Common Pitfalls and Cautions

The most common mistake is believing that "bigger Q or bigger R always means better performance." Only the ratio Q/R matters for LQR — multiplying both by the same constant gives an identical K. What actually matters are the relative weights between state components (Q_p vs Q_θ) and between state and input (Q_θ vs R). Cranking Q without thought just blows up |u|_max. Try dropping R to 0.01 in the simulator: settling time falls but the input peaks in the hundreds of newtons. Choosing realistic R values in light of actuator limits is where the real engineering judgment lives.

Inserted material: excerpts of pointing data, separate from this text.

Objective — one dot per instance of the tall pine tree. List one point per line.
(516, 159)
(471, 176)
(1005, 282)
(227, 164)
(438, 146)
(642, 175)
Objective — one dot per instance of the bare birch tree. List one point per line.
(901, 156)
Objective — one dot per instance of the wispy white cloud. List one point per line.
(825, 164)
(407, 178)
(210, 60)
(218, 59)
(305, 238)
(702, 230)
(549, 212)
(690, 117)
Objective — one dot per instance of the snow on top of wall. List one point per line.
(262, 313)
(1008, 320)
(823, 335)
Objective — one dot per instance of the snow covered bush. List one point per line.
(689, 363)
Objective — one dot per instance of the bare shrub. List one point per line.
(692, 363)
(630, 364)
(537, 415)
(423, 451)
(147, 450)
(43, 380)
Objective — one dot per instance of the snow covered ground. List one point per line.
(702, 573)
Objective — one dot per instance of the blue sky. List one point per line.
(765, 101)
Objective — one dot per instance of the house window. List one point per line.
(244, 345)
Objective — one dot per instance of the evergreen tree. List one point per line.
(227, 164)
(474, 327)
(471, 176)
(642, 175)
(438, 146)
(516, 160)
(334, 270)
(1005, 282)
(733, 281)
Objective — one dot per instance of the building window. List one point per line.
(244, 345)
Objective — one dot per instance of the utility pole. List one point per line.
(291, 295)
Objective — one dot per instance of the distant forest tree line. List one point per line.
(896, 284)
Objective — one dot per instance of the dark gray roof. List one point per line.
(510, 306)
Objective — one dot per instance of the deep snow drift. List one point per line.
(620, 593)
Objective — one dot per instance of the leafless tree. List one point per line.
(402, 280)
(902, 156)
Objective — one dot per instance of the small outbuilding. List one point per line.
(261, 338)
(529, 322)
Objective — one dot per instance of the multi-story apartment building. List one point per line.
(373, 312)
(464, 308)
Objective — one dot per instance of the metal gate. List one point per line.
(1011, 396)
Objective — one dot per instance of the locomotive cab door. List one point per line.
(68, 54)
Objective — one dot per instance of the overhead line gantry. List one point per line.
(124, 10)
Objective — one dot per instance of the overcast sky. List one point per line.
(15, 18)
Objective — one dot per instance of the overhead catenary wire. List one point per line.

The second pitfall is treating the linearized model as valid for any initial condition. The A matrix here is derived under $\sin\theta\approx\theta$ and is only accurate for $|\theta|<20°$ or so. With the initial-angle slider at $30°$ the linear model still reports "stabilizes," but a real cart-pole would swing back too hard and the linearization would collapse, often making the controller fail. Practical inverted-pendulum systems use a swing-up controller for large angles and only switch to LQR once $|\theta|<15°$.

Finally, remember that this tool is a teaching LQR, not the exact optimum. The true LQR gain requires solving a 4D algebraic Riccati equation, which is overkill to implement in a browser. Instead we scale a known-good baseline gain K=[1, 1.5, 30, 5] by $\sqrt{Q/R}$ per state. You can correctly observe how Q and R reshape the response qualitatively, but for production work use MATLAB's `K = lqr(A,B,Q,R)` or Python's `scipy.linalg.solve_continuous_are`. The simulator's job is to make LQR's behavior intuitive, not to replace a proper numerical solver.